The United Nations International Children’s Emergency Fund (UNICEF) also reported that 28 per cent of FGM cases are carried out by health professionals.

Oludara urged health workers to resist social pressure to perform FGM and serve as advocates for prevention in the communities they serve.

Executive Director of Child Health Advocacy Initiative (CHAI), Alounge Lola has called for stringent enforcement of these laws against FGM and urged traditional rulers to be advocate of change in their communities.

“There must be focused group discussions in every community until this practice is eliminated.

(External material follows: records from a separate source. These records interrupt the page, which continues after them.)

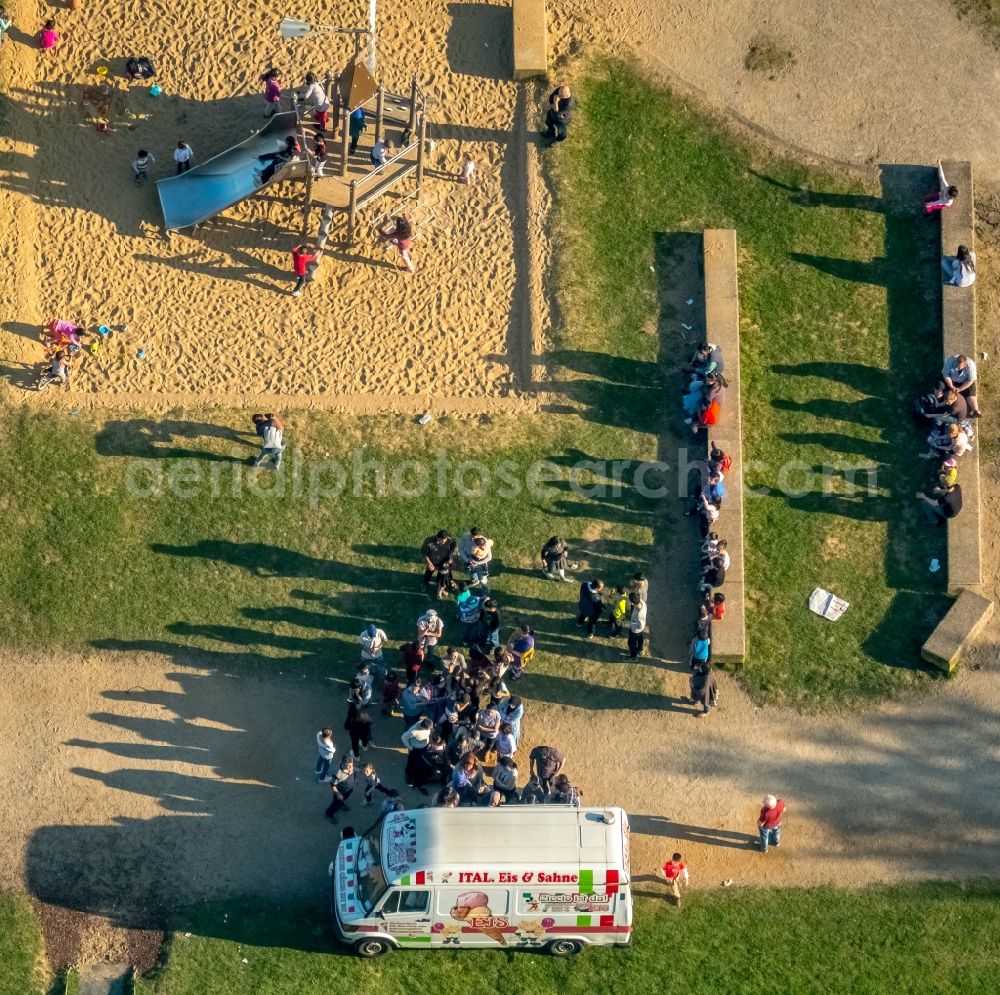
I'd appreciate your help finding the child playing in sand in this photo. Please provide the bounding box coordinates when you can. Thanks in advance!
[174,142,194,176]
[0,6,14,48]
[313,134,326,176]
[260,69,281,117]
[379,214,415,273]
[458,152,476,186]
[132,149,156,187]
[38,18,59,48]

This is a very critical element for the crusade to eradicate female genital mutilation in Nigeria,” she emphasised.

Lola, who described FGM as barbaric and an act of murder, said the major reasons for the persistence of the practice in Nigerian communities are rooted in culture and tradition, which has done more harm than good.

She noted that female circumcision is highest in the South-West and South East Nigeria, in spite of the geopolitical zone’s high literacy and awareness rate, adding that this report should rouse the reality facing grassroots activities in Nigeria.

According to reports from CHAI, Osun state records the highest prevalence at 77 per cent, Ekiti at 72.3 per cent, Oyo at 65.6 per cent; Ebonyi at 74.2 per cent, Imo, 68 percent and Lagos 45 per cent, while the North-East Zone has the lowest prevalence of 2.9 per cent and the state of Katsina in North-West Zone records the lowest prevalence at 0.1 per cent.

Director of the Lagos State Ministry of Women Affairs, Olusola Falana opined that female circumcision constitutes violence against women and urged future generations to stoutly resist the culture.

“In spite of its cultural significance, the practice must be discontinued because of its potential for both short-term and long-term medical complications, as well as harm to the reproductive health and infringement on women’s rights,” Falana noted.

On the dangers associated with female genital mutilation, she said that women may experience severe bleeding, chronic pelvic infections, implantation dermoid cysts and keloids, abscesses and genital ulcers, excessive scar tissue formation, shock, infection of the reproductive system, decreased sexual enjoyment with anorgasmia and psychological consequences, such as post-traumatic stress disorder.

“Other risks include acute urinary retention and menstrual problems, infertility, later surgery (defibulation and reinfibulation), Vesico Vaginal Fistula (VVF) or Recto Vaginal Fistula (RVF),” she added.

Falana said the mental and psychological agony attached with FGM is deemed the most serious complication because the problem does not manifest outwardly for help to be offered.

“The young girl is in constant fear of the procedure and after the ritual she dreads sex because of anticipated pain and dreads childbirth because of complications caused by FGM. Such girls may not complain but end up becoming frigid and withdrawn resulting in marital disharmony,” she queried.